LSD1 inhibition improves efficacy of adoptive T cell therapy by enhancing CD8+ T cell responsiveness
Isabella Pallavicini, Teresa M. Frasconi, Carlotta Catozzi, Elena Ceccacci, Silvia Tiberti, Dorothee Haas, J. Samson, Christoph Heuser, Carina B. Nava Lauson, Marta Mangione, Elisa Preto, Alberto Bigogno, Eleonora Sala, Matteo Iannacone, Ciro Mercurio, Luca Gattinoni, Ignazio Caruana, Mirela Kuka, Luigi Nezi, Saverio Minucci, Teresa Manzo
Abstract
The lysine-specific histone demethylase 1 A (LSD1) is involved in antitumor immunity; however, its role in shaping CD8 + T cell (CTL) differentiation and function remains largely unexplored. Here, we show that pharmacological inhibition of LSD1 (LSD1i) in CTL in the context of adoptive T cell therapy (ACT) elicits phenotypic and functional alterations, resulting in a robust antitumor immunity in preclinical models in female mice. In addition, the combination of anti-PDL1 treatment with LSD1i-based ACT eradicates the tumor and leads to long-lasting tumor-free survival in a melanoma model, complementing the limited efficacy of the immune or epigenetic therapy alone. Collectively, these results demonstrate that LSD1 modulation improves antitumoral responses generated by ACT and anti-PDL1 therapy, providing the foundation for their clinical evaluation.
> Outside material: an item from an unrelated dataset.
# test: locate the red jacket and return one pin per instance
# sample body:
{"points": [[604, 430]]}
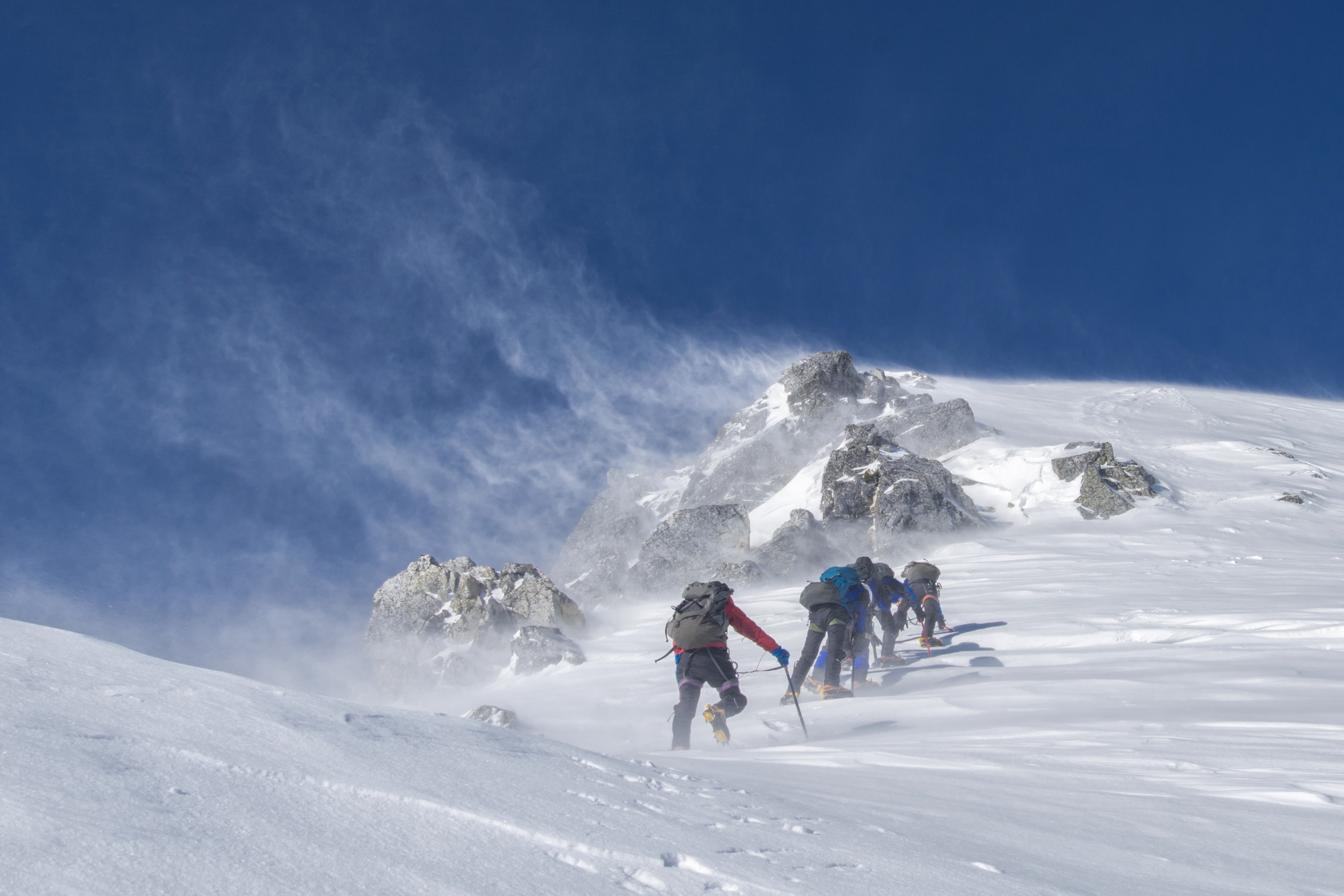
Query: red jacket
{"points": [[742, 625]]}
The lysine-specific histone demethylase 1 A (LSD1) can regulate cytotoxic CD8 T cell (CTL) responses and anti-tumor immunity. Here the authors show that ex vivo epigenetic reprogramming with a LSD1 inhibitor enhances cell persistence and anti-tumor activity of adoptively transferred CD8 T cells in preclinical tumor models.